The cars pull up, the children get out and go into the school building. Morning after morning, day after day. It seems simple. Inconsequential. Boring. Mundane.
This morning ritual part of my daily life this year. This incomparable year. In this year where each interaction with parents is rare. Casual chat with students is few and far between. This tiny ten minute ritual is balm. It is a ray of sunshine. It is drink to a parched soul.
These moments of gentle interaction may go unnoticed by the principal, perhaps even by most parents rushing to their day, but to me, this is sacred work. The ability to ease someone into their day, to transition these students from the safety and maybe certainty of their parents and caregivers, to their school day. A school day that all of us are constantly familiarizing ourselves with. Nine or ten of the staff line themselves up on the swooping long curve hugging the main front entrances to the school. In rain or shine, warmth (that’s rare) and today, deadly cold, we gather before school each day to perform this task.
As the cars come, the four of us with job alikes talk a little strategy, encouragement and inquiries. We greet each other as long lost compatriots eager for news from the front. Our new friends whose positions differ from ours chat away with us about recognize cars, backpack difficulties, wet hallways, stray masks, and all the minutia that drifts into those ten minutes. It seems like there would be so little… so little time to notice, to talk. So little to comment on. So little common ground between us. But as can be the case, the task brings us together connecting us in the work.

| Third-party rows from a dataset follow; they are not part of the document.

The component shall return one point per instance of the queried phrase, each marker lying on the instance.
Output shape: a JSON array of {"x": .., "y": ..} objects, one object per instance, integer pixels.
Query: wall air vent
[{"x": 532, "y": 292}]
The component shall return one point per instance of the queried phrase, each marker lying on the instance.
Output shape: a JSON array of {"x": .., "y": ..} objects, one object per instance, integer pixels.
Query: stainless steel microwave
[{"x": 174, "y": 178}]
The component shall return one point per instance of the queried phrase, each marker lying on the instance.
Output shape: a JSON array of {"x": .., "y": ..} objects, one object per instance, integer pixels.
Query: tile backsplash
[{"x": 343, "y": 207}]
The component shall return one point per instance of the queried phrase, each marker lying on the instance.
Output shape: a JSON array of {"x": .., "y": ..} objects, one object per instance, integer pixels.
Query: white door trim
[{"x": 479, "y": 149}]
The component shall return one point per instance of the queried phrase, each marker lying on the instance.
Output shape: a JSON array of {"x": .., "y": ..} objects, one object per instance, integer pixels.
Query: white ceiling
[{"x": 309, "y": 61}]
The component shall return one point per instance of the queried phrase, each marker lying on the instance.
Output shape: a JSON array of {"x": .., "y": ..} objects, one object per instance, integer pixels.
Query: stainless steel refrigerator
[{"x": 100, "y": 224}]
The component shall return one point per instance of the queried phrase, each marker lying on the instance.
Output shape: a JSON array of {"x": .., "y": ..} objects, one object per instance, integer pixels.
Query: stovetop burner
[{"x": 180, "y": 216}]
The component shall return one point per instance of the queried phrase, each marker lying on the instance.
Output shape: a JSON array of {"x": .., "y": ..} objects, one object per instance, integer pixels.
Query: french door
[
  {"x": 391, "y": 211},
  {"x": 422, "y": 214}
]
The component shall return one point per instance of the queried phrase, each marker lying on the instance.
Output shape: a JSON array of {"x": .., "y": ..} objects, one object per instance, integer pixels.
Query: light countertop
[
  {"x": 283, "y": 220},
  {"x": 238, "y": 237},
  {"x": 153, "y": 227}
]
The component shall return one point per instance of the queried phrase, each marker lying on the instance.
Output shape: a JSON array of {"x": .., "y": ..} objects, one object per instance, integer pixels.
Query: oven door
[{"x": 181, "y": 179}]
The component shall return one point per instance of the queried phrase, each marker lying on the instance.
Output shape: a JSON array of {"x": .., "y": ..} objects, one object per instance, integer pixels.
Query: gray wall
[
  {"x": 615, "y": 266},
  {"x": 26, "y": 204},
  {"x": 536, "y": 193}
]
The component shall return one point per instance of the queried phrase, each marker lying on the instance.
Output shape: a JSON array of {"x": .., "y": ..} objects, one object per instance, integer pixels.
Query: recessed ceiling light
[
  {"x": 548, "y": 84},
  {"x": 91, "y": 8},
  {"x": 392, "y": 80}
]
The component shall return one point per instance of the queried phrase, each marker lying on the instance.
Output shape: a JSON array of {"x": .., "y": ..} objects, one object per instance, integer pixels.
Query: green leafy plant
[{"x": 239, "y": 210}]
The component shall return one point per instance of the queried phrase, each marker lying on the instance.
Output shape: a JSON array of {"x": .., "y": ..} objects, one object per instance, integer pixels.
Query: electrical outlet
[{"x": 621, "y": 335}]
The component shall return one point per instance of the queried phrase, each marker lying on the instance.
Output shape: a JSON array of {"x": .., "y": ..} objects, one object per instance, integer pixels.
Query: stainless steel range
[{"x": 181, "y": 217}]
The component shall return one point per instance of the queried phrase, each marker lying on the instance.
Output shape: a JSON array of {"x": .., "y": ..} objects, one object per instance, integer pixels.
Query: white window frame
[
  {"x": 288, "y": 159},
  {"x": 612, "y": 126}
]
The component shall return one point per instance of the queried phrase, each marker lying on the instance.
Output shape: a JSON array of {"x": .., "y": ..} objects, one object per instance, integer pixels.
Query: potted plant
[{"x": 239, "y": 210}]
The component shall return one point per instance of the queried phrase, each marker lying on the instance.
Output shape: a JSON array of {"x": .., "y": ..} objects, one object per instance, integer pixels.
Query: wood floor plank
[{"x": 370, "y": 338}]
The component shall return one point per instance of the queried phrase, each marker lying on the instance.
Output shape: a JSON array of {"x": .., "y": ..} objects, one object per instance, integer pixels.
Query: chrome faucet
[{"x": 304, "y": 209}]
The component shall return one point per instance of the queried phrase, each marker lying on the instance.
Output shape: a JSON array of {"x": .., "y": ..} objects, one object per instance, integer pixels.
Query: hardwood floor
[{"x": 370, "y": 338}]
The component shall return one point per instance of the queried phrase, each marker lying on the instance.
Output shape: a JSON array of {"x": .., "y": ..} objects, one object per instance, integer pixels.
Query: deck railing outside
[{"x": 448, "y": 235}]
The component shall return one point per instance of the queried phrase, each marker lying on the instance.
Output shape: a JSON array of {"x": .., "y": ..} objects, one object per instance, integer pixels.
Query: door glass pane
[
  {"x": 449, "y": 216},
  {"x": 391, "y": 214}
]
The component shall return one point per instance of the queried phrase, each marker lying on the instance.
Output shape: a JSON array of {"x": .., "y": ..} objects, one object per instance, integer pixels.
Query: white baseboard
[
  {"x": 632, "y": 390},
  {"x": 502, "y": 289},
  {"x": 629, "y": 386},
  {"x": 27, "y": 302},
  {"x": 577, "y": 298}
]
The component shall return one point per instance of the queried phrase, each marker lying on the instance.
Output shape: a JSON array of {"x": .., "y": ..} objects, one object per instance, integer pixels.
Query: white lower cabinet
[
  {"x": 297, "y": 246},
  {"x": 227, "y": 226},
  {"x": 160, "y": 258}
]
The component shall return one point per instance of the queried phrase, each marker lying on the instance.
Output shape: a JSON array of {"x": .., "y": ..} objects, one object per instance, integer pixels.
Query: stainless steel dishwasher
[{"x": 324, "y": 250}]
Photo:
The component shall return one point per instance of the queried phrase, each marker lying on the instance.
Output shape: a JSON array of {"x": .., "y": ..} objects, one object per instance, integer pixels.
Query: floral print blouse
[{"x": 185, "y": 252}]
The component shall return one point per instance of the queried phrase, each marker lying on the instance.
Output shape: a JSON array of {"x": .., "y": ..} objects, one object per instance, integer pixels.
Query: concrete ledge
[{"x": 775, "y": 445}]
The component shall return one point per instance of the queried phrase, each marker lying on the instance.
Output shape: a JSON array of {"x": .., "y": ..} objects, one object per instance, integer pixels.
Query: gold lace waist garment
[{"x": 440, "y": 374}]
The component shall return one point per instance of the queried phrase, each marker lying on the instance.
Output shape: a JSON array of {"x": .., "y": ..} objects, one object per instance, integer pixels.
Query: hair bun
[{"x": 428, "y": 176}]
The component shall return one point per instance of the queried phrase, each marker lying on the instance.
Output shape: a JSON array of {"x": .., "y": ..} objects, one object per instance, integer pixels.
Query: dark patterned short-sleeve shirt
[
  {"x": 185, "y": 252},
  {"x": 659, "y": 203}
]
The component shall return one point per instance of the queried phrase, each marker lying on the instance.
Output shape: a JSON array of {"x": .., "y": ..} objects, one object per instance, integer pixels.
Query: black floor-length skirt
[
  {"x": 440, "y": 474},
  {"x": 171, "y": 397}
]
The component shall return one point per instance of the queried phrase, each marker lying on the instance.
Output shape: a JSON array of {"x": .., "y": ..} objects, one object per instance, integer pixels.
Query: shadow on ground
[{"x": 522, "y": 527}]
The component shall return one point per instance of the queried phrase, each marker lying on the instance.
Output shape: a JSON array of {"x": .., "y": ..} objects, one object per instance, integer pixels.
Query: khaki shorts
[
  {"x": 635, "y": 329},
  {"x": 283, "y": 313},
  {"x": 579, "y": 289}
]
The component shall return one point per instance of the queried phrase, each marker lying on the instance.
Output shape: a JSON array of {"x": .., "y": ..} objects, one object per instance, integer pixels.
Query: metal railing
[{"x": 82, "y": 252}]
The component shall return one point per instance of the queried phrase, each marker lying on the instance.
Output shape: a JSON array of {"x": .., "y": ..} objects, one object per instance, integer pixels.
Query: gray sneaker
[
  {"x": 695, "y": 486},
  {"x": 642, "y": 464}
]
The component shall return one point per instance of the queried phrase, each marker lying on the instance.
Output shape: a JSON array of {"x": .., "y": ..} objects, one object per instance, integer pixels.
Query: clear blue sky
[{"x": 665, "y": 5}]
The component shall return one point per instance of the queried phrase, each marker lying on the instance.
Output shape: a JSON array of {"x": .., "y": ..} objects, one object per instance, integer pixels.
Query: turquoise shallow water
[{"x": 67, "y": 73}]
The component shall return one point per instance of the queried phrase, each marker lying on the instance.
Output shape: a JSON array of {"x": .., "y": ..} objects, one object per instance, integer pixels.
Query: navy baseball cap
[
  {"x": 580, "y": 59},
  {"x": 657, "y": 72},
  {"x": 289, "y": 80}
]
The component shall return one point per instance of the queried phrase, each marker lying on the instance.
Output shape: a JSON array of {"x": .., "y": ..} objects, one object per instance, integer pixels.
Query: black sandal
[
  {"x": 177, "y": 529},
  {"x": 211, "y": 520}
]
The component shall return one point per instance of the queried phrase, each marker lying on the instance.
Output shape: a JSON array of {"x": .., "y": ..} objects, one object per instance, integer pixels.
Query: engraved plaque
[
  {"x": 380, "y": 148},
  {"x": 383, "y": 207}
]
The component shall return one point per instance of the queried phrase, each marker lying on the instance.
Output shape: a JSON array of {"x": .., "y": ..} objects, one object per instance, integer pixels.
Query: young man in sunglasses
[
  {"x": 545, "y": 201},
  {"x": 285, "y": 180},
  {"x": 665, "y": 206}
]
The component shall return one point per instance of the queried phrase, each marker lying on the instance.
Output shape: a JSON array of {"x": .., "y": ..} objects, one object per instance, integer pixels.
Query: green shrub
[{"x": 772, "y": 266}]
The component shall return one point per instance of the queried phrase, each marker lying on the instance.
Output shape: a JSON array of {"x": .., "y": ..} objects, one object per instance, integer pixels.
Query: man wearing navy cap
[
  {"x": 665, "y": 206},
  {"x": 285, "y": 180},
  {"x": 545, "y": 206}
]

This mundane work and yet in moments, so valuable, so telling, so affirming, so enriching. In one moment, a new student may arrive. He is confused. His parents anxious. A sea of strange faces in front of a fortress and then a friendly face, peers into the car door. Good Morning! I’m…. Can I help you find where you’re going? The subsequent walk is full of chatty news and noticings of backpacks and tennis shoes, masks and headbands, introductions and pointing out of landmarks. Then just like that, a wave goodbye. Tomorrow, this place will be a little more familiar. That door opener will be a friendlier face. Those caregivers will be a little less anxious.
Every day does not deliver a new student. Some days just deliver a family rushing to the next place. A missing mask, a hastily packed bag, a breakfast not quite finished. A moment to say, No rush. Can I help with that? A moment where the collective exhale makes everything that may come next in this harried day slightly less so. A moment of compassion shared, trust exchanged, burden liften.
Sometimes drama ensues. Like all of us, young people occasionally aren’t having it. They don’t want Monday, or even Tuesday, Wednesday or Friday. Their sweater or their coat or their mask isn’t quite right. Their breakfast was forgotten. Their shoes are by the front door. In those moments, a gentle sharing of the responsibility for the transition. Fresh voices. Calm breathing. A crinkly eye smile. A gentle word. We can take a moment. How might I help? Friend, I am so happy to see you today. What do you think might be in store? Should we go in together and check?
Then, there is just the moments of happiness. A barking dog I notice every morning riding shotgun in the front seat. One girl always sporting that little extra sparkle in her tutu or her sparkle shoes or her hair. That cutie with the unicorn hat or that tiny kindergartener with the ENORMOUS backpack I’m sure he loves. How each child has his or her own pace, some rushing in not to miss a single minute. Others moving at certainly their own measured pace, not rushing into anything including this entrance to the day.
So today, I’m thankful these moments of joy. I don’t want to rush past them even when it’s below zero. I want to make eye contact and smile even when no one can see my mouth. I want to notice. Exude calm and gentle point these friends in the direction of a new day.